Prenzlauer Berg, an upscale liberal quarter in Berlin, has a Saturday market that offers fresh produce, food stalls, flowers, fish and champagne. This is not just a market to buy from also rather a place to go if you want to be seen.
For the past 18 years, Mahmoud has kept his falafel stall in a corner of the market. He is a native of Germany whose parents were Palestinians. Mahmoud does not like Jews or Israelis. He charges them a special price for his food. He also directs profanities at them and spits on them as they walk by.
One Saturday, he yelled at a Jewish passer-by: "Too bad Hitler didn't finish you off." The Germans in the market kept drinking their champagne.
When I found myself on the receiving end of the falafel seller's abuse, I went to the market manager to complain.

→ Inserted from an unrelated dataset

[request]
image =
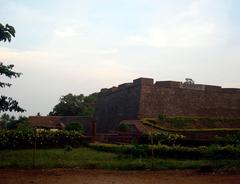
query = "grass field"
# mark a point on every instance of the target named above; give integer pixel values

The man calmly explained to me that Mahmoud was a great guy with just one small problem - Jews drive him crazy. He told me that Mahmoud had once been suspended from the market for a month.
The second time Mahmoud yelled at me as I entered the market was a year ago, as attacks against Jews in Germany had reached a new peak. So I decided not to keep silent and protest against the German treatment of Jews.
For 10 weeks we stood by the market carrying signs. Although we had a license to demonstrate, the police pushed us back, twice. One time I was arrested.
Four Germans shouted at me to go back home. Some wanted to engage in conversation about the terrible policies of Israel. We declined.
A few looked sympathetically at our signs, but most kept drinking their champagne.
The German press coverage of the demonstration described Palestinian and Israeli wrestlers facing each other where we poor Germans were hosting them.
But this narrative should not be believed.
Mahmoud is shouting profanities at Jews because the German government, by its silence, is allowing him to.
The Saturday market in Prenzlauer Berg is not even an extreme example of the treatment of Jews in Berlin.
Berlin's Jewish Museum director resigned after having given use of the building to BDS activists, who advocate the boycott of Israel.
Munich's Jewish Museum director hosted an exhibit calling the Negev Desert a settlement and accused the Jewish National Fund of war crimes.
Both museums are Jewish in name only and are funded by the German government.
As they abuse their titles, they use their reputation to spread hatred against Israel.
Israelis coming to Berlin are quick to understand that they must adopt a certain state of mind to be accepted into German society's mainstream.
One aspect of it is to viciously and attack Israel regardless of events.
Young Germans are tired of the inherited guilt of the Holocaust. They are so obsessed by it that they fail to understand that only by accepting their responsibility will they be rid of it.